Last modified: Jun 16, 2025 By Alexander Williams

Install Cython for C Extensions in Python

Cython is a powerful tool for optimizing Python code. It compiles Python to C for faster execution. This guide covers installation and basic usage.

What is Cython?

Cython is a superset of Python. It allows writing C extensions for Python. This boosts performance significantly for CPU-bound tasks.

Unlike pure Python, Cython code gets compiled. The result is a faster executable. It's great for numerical computing and heavy computations.

Prerequisites

Before installing Cython, ensure you have:

  • Python 3.6 or higher
  • pip package manager
  • C compiler (GCC, Clang, or MSVC)

Check your Python version with python --version. For pip, use pip --version.

Install Cython

The easiest way to install Cython is via pip. Run this command:


pip install cython

For a system-wide installation, use:


sudo pip install cython

Verify the installation with:


cython --version

Install Build Dependencies

Cython requires a C compiler. On Linux, install build-essential:


sudo apt-get install build-essential

On macOS, install Xcode Command Line Tools:


xcode-select --install

For Windows, install Visual Studio Build Tools. Ensure C++ workload is selected.

Create a Simple Cython Extension

Let's create a basic Cython module. First, make a .pyx file:


# example.pyx
def say_hello(name):
    return f"Hello, {name}!"

Create a setup.py to build the extension:


from setuptools import setup
from Cython.Build import cythonize

setup(
    ext_modules=cythonize("example.pyx")
)

Build the extension with:


python setup.py build_ext --inplace

Test the Cython Module

After building, import the module in Python:


import example
print(example.say_hello("World"))

The output should be:


Hello, World!

Performance Comparison

Cython shines in performance-critical code. Compare this Fibonacci implementation:


# fib.pyx
def fib(n):
    a, b = 0, 1
    for _ in range(n):
        a, b = b, a + b
    return a

The Cython version runs significantly faster than pure Python for large n.

Type Annotations for Speed

Cython supports static typing for extra speed. Add type annotations like this:


# fast_fib.pyx
def fib(int n):
    cdef int a = 0, b = 1, i
    for i in range(n):
        a, b = b, a + b
    return a

This version can be 100x faster than Python.
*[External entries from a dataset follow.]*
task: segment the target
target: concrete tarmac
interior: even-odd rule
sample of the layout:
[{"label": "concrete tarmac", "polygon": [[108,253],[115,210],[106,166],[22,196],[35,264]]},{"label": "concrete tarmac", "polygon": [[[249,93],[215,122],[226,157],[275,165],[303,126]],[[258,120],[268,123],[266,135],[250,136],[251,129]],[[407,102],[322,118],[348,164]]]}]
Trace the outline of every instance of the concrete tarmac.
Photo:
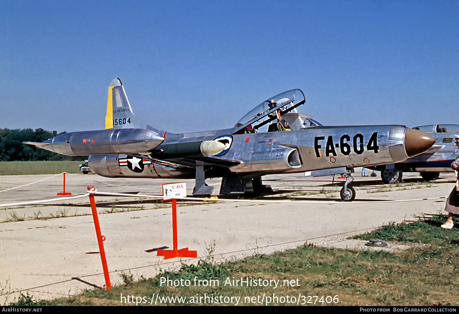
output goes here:
[{"label": "concrete tarmac", "polygon": [[[122,282],[122,273],[130,272],[138,279],[141,275],[153,276],[160,269],[176,269],[182,261],[196,263],[208,256],[209,250],[215,260],[220,261],[285,250],[306,242],[333,246],[350,236],[390,222],[438,213],[443,211],[445,198],[378,201],[447,196],[453,186],[453,176],[443,173],[438,180],[423,183],[418,182],[417,174],[404,174],[408,183],[389,188],[381,185],[379,177],[360,177],[357,169],[355,202],[345,202],[339,200],[341,187],[332,184],[337,181],[342,185],[342,179],[329,176],[307,179],[302,174],[269,175],[263,177],[263,184],[271,185],[276,194],[260,197],[257,203],[179,202],[179,248],[197,250],[198,257],[182,260],[165,260],[156,252],[146,252],[172,247],[170,203],[139,197],[96,197],[98,211],[104,214],[99,219],[106,237],[104,245],[112,284]],[[1,191],[28,185],[0,192],[0,203],[57,197],[56,193],[62,191],[62,176],[50,177],[0,177]],[[43,179],[46,179],[40,181]],[[95,185],[100,191],[159,195],[162,183],[180,181],[67,174],[66,191],[81,195],[87,186]],[[183,181],[191,195],[194,180]],[[219,179],[207,182],[218,192]],[[276,200],[319,202],[266,202]],[[49,299],[105,285],[90,213],[87,197],[57,203],[0,207],[0,220],[3,222],[0,223],[0,304],[13,301],[20,292]]]}]

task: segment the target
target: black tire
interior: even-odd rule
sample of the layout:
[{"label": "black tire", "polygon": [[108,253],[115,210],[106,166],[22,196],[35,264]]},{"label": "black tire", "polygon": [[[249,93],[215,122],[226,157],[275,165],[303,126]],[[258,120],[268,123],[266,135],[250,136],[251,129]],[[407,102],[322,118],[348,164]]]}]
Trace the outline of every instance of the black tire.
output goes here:
[{"label": "black tire", "polygon": [[385,169],[381,171],[381,179],[386,184],[394,184],[402,182],[403,173],[397,168]]},{"label": "black tire", "polygon": [[354,188],[349,185],[347,185],[347,192],[344,191],[344,187],[341,189],[340,191],[340,196],[341,199],[344,202],[352,202],[355,198],[355,190]]},{"label": "black tire", "polygon": [[438,179],[439,172],[421,172],[421,176],[424,181],[433,181]]}]

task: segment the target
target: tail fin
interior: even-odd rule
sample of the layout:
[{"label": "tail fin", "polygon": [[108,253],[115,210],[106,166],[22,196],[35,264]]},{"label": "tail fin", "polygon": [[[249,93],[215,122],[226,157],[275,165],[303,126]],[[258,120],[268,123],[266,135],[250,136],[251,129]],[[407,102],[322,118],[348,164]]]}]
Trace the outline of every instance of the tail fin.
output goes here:
[{"label": "tail fin", "polygon": [[153,128],[135,116],[119,78],[112,81],[108,88],[105,128],[144,129],[154,131],[158,134],[166,134],[165,131]]},{"label": "tail fin", "polygon": [[108,88],[106,129],[145,129],[145,123],[137,119],[132,112],[119,78],[112,81]]}]

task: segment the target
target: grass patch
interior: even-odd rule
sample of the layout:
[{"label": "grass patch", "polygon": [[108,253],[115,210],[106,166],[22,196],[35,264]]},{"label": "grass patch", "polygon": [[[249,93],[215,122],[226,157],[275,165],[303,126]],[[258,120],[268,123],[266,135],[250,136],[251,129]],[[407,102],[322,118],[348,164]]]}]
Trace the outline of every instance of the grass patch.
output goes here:
[{"label": "grass patch", "polygon": [[0,162],[0,175],[56,174],[62,172],[79,174],[81,161]]},{"label": "grass patch", "polygon": [[[130,274],[122,274],[124,285],[112,290],[87,290],[80,295],[47,302],[49,305],[119,305],[123,302],[123,305],[135,305],[132,298],[129,303],[127,298],[123,302],[122,294],[141,297],[135,299],[139,305],[150,305],[152,299],[161,300],[161,304],[168,305],[180,305],[183,302],[188,302],[187,305],[205,305],[199,298],[205,295],[217,297],[224,303],[226,301],[220,296],[228,297],[226,304],[235,304],[238,300],[239,304],[244,305],[261,305],[264,296],[263,305],[269,297],[271,303],[268,305],[296,305],[298,301],[299,304],[309,305],[457,306],[459,229],[440,228],[438,224],[444,219],[436,216],[410,224],[391,223],[358,237],[430,244],[399,253],[372,248],[354,252],[305,244],[285,252],[257,254],[223,264],[214,264],[208,257],[207,261],[196,265],[183,264],[178,271],[163,271],[152,278],[141,277],[137,281]],[[208,246],[210,254],[214,246]],[[278,285],[233,285],[233,280],[240,280],[241,277],[252,284],[275,280]],[[202,284],[195,286],[195,278],[201,280]],[[190,284],[168,286],[164,283],[167,278],[188,280]],[[274,301],[275,296],[280,298],[277,302]],[[211,304],[221,304],[213,300]],[[209,302],[208,299],[205,305]]]}]

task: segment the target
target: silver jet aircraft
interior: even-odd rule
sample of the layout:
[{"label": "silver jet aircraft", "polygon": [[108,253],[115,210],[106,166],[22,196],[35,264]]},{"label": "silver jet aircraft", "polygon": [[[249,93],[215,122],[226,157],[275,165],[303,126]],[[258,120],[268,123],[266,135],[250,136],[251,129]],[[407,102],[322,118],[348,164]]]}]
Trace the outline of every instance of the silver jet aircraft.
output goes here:
[{"label": "silver jet aircraft", "polygon": [[195,178],[194,195],[212,193],[208,178],[222,178],[221,194],[258,194],[265,174],[346,167],[341,198],[352,201],[356,167],[398,163],[428,149],[435,140],[400,125],[323,126],[297,112],[300,90],[269,98],[231,129],[177,134],[137,118],[119,79],[108,89],[106,129],[27,142],[68,155],[90,155],[91,171],[111,178]]},{"label": "silver jet aircraft", "polygon": [[454,171],[451,164],[459,154],[455,144],[455,138],[459,136],[459,125],[431,124],[413,129],[429,133],[435,139],[435,144],[422,154],[404,162],[368,167],[381,171],[385,183],[401,182],[403,172],[420,172],[422,179],[431,181],[438,178],[440,172]]}]

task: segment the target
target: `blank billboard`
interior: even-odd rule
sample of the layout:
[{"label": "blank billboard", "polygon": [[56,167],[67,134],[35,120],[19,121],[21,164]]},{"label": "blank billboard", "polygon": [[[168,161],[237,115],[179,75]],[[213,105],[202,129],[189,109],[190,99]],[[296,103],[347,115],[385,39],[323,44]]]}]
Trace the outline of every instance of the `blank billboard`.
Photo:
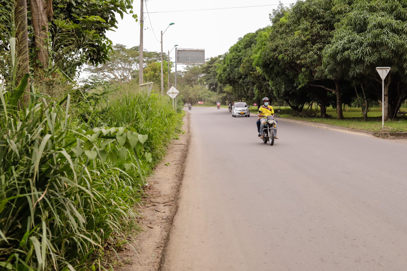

Integrating with Other Tools

Cython works well with other Python libraries. For numerical work, pair it with PyMC or JAX.

For machine learning, consider PyCaret alongside Cython optimizations.

Common Issues

If you get compiler errors:

  • Check your C compiler is installed
  • Verify Python headers are available
  • Ensure consistent Python environments

For missing Python.h, install python-dev:


sudo apt-get install python3-dev

Conclusion

Cython is a powerful tool for Python performance. It's easy to install and use. Start with simple extensions, then add types for maximum speed.

Remember to profile before optimizing. Not all code benefits from Cython. Focus on bottlenecks for best results.